Contrôle aérien: Skyguide prend son envol
Le regroupement des contrôles aériens civils et militaires en une seule société est désormais une réalité: le Conseil fédéral a adopté mercredi les bases légales qui créent Skyguide, avec effet rétroactif au 1er janvier. Cette entité sera totalement opérationnelle à la fin 2003.
Comment éviter les fréquents retards des avions civils? C’est pour faire face à la croissance du trafic aérien que les autorités helvétiques ont décidé ce regroupement, en août 1999.
En effet, les aires d’entraînement des avions militaires étaient jusqu’à présent définies pour une journée. Les civils n’avaient alors plus le droit d’utiliser les zones délimitées. La priorité était, en quelque sorte, donnée aux militaires.
Le système qui se met actuellement en place inverse les priorités. «Désormais, les militaires se plieront aux exigences des civils, confirme Urs Lauener, à l’Office fédéral de l’aviation civile (OFAC).
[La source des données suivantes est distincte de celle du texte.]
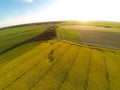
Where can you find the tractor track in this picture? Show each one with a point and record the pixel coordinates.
(48, 70)
(68, 71)
(24, 73)
(88, 72)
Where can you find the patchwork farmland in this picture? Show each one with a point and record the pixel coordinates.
(56, 63)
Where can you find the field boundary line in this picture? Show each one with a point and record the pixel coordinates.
(68, 71)
(106, 72)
Cela nous permettra une plus grande flexibilité».
Si les civils sortent largement gagnants, cette solution présente un avantage pour l’armée. Elle offre aux militaires la possibilité d’utiliser des espaces d’entraînement plus grands. Une nécessité, en raison de la modernisation de la flotte.
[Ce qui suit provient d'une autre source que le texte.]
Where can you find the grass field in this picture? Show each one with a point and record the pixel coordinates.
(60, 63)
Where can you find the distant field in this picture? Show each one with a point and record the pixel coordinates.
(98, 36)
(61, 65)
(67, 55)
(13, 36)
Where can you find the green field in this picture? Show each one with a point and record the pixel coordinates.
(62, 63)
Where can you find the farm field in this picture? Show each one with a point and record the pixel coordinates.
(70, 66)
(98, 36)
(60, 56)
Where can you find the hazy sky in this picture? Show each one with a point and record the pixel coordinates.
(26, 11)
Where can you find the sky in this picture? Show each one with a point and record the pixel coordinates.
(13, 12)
Mercredi, le Conseil fédéral a donc fait un pas de plus dans cette intégration, en approuvant les modifications de deux ordonnances sur le trafic aérien helvétique.
Les statuts de l’ancienne société Swisscontrol, société anonyme pour les services de la navigation, ont été adaptés à la situation. Désormais, les services de la navigation aérienne suisse s’appellent officiellement Skyguide.
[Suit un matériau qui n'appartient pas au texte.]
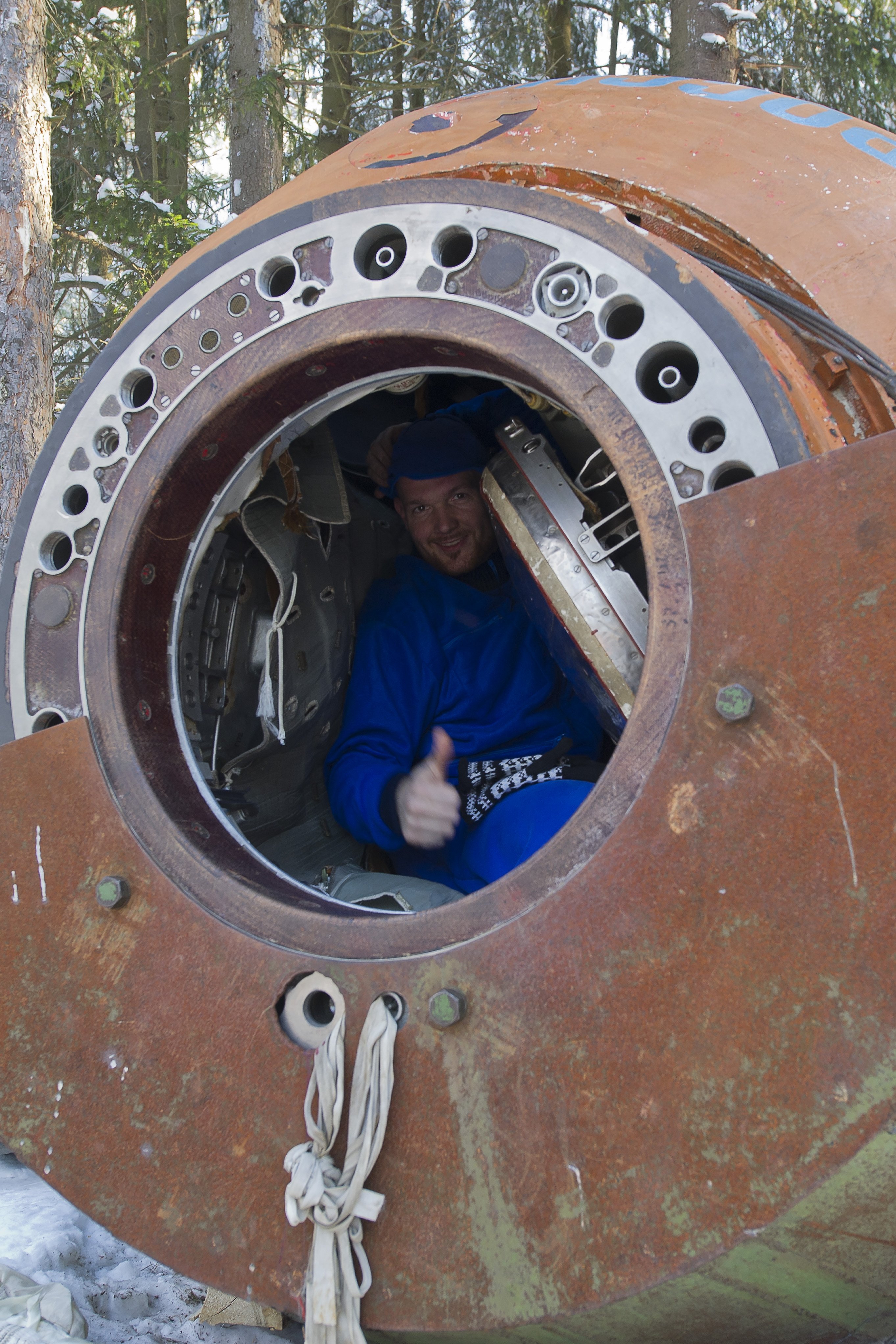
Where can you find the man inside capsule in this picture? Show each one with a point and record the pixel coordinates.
(462, 748)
Comme Swisscontrol, Skyguide est une société anonyme d’économie mixte, dans laquelle la Confédération reste majoritaire. Elle n’est pas orientée sur le profit. Son conseil d’administration avait déjà été désigné en mai 2000 – les parties civiles et militaires y sont représentées.
Ce rapprochement, le premier en Europe, doit être réalisé jusqu’à la fin 2003. «Nous avons déjà fait les premiers pas en commandant des systèmes de contrôle communs», se réjouit Urs Lauener.
Désormais, la priorité est à la création d’un centre commun à Dübendorf. Celui-ci accueillera sous un même toit les contrôleurs aériens de l’aéroport de Zurich et ceux de Dübendorf, qui travaillent pour l’armée.
Mais la direction restera suisse romande, sur le site de Swisscontrol. Dans son communiqué de presse, la Confédération ajoute que Skyguide «conserve la possibilité de développer et d’appliquer de nouvelles stratégies, telle que la mise en place à Genève d’un centre de contrôle commun avec la France».